I've got some research that puts the first settlers in the Rio Grande valley in the early 1700s with 'thousands of cattle and horses) but where did they come from? Hard to believe the Spanish were bringing boatloads of animals over from 1512 onward.
The Icelandic's have a small sturdy horse similar to the Mongolian horse. http://www.imh.org/imh/bw/iceland.html Don't know how many chromasomes it has.
Horses were around when the first men reached this hemisphere along with a great deal of interesting megafauna. The Indians ate them until numbers were not sufficient to have a breeding population [and the mastadons and mammoths also suffered the same fate].

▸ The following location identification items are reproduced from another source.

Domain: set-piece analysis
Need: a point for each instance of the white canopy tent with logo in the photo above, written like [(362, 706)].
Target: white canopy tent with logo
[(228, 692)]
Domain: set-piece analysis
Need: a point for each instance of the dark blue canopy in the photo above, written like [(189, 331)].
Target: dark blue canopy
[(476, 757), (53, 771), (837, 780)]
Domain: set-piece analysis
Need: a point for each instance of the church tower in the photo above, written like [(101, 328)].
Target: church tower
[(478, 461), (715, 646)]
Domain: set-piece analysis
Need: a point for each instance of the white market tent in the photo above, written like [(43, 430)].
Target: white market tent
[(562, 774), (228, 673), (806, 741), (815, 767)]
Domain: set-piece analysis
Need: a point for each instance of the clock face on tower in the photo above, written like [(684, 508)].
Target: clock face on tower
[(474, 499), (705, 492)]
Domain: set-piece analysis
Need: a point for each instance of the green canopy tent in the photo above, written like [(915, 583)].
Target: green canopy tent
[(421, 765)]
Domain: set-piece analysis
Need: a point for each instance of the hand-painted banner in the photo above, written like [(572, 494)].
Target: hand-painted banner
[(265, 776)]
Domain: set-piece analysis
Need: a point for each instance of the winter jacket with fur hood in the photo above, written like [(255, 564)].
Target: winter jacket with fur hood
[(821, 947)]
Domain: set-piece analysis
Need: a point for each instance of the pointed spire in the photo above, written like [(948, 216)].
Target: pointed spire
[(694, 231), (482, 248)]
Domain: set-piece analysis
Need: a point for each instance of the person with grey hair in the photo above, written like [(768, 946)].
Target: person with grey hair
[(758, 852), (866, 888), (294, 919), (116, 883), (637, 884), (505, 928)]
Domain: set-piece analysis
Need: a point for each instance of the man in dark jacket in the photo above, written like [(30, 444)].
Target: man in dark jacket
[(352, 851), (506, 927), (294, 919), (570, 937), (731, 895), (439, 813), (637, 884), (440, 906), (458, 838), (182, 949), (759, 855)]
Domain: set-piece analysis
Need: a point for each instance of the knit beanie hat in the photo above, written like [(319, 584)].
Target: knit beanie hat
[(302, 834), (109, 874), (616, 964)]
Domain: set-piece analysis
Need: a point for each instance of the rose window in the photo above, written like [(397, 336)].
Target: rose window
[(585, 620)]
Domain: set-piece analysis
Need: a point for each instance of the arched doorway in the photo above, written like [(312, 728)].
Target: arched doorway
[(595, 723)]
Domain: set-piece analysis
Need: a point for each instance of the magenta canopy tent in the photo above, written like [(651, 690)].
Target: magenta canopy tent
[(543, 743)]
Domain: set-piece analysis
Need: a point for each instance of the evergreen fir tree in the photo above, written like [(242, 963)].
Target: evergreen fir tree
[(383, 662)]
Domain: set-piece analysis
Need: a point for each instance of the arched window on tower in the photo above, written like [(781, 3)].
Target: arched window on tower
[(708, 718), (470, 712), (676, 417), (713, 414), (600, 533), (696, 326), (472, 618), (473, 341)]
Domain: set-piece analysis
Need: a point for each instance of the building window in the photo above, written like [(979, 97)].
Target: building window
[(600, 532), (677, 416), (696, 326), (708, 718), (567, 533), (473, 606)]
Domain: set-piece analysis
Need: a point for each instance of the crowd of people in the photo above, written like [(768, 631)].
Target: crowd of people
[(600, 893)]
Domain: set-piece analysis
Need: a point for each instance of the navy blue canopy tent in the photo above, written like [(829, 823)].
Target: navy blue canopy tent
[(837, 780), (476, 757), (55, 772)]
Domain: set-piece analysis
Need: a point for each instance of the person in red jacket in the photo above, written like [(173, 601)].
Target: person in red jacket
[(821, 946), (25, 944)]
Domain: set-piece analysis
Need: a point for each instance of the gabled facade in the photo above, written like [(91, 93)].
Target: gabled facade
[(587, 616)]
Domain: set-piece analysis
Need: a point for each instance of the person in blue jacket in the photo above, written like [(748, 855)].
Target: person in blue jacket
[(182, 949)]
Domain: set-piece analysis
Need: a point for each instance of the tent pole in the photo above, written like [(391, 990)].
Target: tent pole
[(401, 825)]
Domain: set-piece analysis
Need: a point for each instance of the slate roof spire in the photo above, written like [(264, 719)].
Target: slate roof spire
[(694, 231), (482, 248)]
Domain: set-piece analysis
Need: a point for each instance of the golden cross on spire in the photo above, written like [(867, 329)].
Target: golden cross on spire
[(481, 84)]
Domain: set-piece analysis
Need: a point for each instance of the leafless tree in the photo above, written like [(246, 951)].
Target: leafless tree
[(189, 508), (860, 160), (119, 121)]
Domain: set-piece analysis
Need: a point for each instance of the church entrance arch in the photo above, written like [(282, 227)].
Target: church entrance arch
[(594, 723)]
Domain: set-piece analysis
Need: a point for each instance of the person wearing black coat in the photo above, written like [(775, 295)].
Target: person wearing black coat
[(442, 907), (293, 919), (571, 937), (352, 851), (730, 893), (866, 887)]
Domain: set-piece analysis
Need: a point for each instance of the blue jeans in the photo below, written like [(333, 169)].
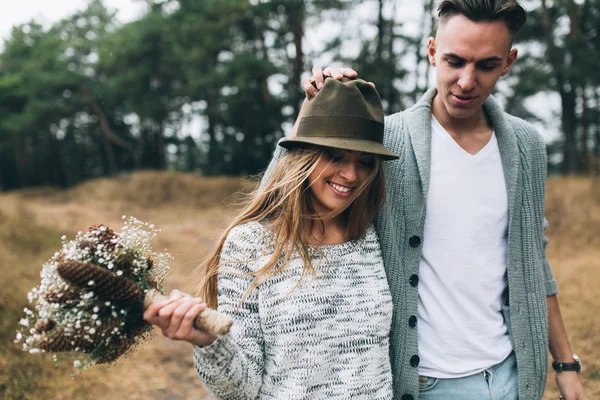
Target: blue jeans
[(497, 383)]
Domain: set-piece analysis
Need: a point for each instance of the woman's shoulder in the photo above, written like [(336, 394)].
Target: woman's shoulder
[(248, 234), (249, 240)]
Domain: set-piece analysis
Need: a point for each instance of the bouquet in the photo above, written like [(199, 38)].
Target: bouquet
[(93, 294)]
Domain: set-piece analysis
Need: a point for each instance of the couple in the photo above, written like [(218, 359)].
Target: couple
[(430, 282)]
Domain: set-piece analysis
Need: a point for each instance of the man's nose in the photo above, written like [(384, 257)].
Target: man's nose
[(467, 79)]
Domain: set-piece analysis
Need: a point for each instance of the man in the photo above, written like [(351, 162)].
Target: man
[(475, 302)]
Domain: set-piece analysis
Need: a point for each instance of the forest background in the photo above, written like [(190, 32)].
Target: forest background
[(210, 86), (161, 116)]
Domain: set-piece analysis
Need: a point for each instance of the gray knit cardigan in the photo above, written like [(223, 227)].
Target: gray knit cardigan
[(400, 225)]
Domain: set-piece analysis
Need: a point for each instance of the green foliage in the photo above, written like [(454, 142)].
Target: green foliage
[(209, 86)]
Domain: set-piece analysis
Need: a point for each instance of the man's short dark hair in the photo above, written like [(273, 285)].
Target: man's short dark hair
[(509, 11)]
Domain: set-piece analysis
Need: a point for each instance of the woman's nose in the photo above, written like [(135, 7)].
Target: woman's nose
[(348, 171)]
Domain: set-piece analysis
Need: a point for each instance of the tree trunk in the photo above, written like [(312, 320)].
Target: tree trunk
[(567, 93), (585, 129), (296, 14)]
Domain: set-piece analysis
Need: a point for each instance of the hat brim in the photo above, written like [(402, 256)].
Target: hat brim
[(351, 144)]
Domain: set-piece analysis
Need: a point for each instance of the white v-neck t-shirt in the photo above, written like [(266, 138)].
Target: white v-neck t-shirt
[(462, 273)]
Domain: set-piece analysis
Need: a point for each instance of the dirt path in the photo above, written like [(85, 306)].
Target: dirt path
[(164, 370)]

Origins of Domestic Horse Revealed
BBC News | 16 July 2002 | Helen Briggs
Posted on 07/16/2002 7:03:04 PM PDT by jimtorr
http://www.freerepublic.com/focus/chat/717353/posts
"The genetic evidence shows that wild horses were recruited for domestication from different areas of the world," he told BBC News Online. "A single, simple origin of horse domestication can be ruled out." This is surprising because other domestic animals - such as cattle, goats and sheep - show a much more restricted origin... DNA samples were compared with ancient DNA from wild horses living in Sweden and Estonia about 2,000 years ago, and 28,000-year-old horse remains preserved in Alaskan ice.